The program, called “Operation Vote,” underscores how the tide has turned for Obama, whose 2008 brand was built on calls to unite “red and blue America.” Then, he presented himself as a politician who could transcend traditional partisan divisions, and many white centrists were drawn to the coalition that helped elect the country’s first black president.

Wallsten describes what the campaign plans to do about the tidal change in the electorate:

Operation Vote will function as a large, centralized department in the Chicago campaign office for reaching ethnic, religious and other voter groups. It will coordinate recruitment of an ethnic volunteer base and push out targeted messages online and through the media to groups such as blacks, Hispanics, Jews, women, seniors, young people, gays and Asian Americans.

The inclusion of women among those groups hit home:

A women’s page features a photo gallery of high-level female administration officials under the headline “Barack Obama’s Strong Leaders,” including Secretary of State Hillary Rodham Clinton, Homeland Security Secretary Janet Napolitano and senior adviser Valerie Jarrett.

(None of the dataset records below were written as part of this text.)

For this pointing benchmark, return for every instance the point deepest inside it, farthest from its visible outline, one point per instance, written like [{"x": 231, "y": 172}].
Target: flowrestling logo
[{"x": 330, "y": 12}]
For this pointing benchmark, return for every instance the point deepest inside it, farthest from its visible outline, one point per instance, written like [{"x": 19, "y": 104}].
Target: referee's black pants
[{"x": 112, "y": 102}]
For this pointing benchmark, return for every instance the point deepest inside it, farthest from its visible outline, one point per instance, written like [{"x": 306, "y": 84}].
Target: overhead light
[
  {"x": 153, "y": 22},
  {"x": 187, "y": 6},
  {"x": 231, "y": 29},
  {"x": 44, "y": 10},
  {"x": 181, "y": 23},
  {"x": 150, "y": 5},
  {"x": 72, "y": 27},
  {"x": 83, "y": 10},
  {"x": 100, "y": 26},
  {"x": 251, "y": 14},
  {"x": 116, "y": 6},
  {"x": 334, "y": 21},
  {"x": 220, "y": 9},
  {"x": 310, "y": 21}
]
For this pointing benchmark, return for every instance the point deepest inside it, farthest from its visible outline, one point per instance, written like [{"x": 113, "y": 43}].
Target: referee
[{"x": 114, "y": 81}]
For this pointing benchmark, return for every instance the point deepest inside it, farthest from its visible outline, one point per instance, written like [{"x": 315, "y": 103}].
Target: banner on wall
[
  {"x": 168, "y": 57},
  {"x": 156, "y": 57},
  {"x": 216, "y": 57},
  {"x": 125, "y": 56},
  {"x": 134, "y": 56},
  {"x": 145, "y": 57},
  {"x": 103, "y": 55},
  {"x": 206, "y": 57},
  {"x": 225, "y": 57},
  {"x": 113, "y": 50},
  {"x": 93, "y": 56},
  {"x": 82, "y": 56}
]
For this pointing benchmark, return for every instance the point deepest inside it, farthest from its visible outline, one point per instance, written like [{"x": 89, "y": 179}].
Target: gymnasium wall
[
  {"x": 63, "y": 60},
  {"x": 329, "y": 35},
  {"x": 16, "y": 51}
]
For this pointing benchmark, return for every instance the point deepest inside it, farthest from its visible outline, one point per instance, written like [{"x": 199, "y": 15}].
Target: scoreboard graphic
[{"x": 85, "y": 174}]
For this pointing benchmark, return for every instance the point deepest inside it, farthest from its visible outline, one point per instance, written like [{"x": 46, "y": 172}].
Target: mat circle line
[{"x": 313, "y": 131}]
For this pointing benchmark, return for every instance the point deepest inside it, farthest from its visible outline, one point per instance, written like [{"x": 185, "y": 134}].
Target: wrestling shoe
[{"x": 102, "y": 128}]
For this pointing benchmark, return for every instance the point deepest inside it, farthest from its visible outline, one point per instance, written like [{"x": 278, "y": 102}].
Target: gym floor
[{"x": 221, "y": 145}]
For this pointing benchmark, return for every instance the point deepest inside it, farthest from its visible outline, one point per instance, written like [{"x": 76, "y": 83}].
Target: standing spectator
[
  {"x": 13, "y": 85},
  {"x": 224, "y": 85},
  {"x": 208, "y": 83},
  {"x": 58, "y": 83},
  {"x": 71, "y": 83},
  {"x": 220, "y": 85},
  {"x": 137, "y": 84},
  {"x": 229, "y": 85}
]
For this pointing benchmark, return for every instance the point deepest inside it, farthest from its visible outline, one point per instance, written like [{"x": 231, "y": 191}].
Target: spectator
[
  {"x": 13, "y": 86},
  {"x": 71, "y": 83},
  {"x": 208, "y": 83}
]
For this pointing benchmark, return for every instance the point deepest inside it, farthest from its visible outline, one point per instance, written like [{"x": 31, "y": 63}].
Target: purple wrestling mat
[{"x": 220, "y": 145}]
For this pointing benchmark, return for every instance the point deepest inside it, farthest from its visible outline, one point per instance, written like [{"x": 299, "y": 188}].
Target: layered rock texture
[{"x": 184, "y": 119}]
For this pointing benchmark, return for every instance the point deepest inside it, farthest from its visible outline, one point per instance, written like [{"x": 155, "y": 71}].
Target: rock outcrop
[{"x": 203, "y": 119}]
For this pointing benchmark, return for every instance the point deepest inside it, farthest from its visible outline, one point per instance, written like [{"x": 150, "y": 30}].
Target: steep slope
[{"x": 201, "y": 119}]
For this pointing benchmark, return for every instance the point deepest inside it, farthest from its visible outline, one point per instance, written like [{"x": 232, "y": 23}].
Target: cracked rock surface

Here’s a news flash for the Obama campaign: Hillary Clinton took the job of secretary of state to serve her country, not to have her hard work and leadership exploited to win the women’s vote in 2012 by the same Democratic Party leaders who gave a thumbs up to the sexism and misogyny she endured in 2008; it's no thanks to them that Secretary Clinton is now the most popular politician in America. Um, that's the same female presidential candidate in 2008 that the DNC labeled as "too polarizing."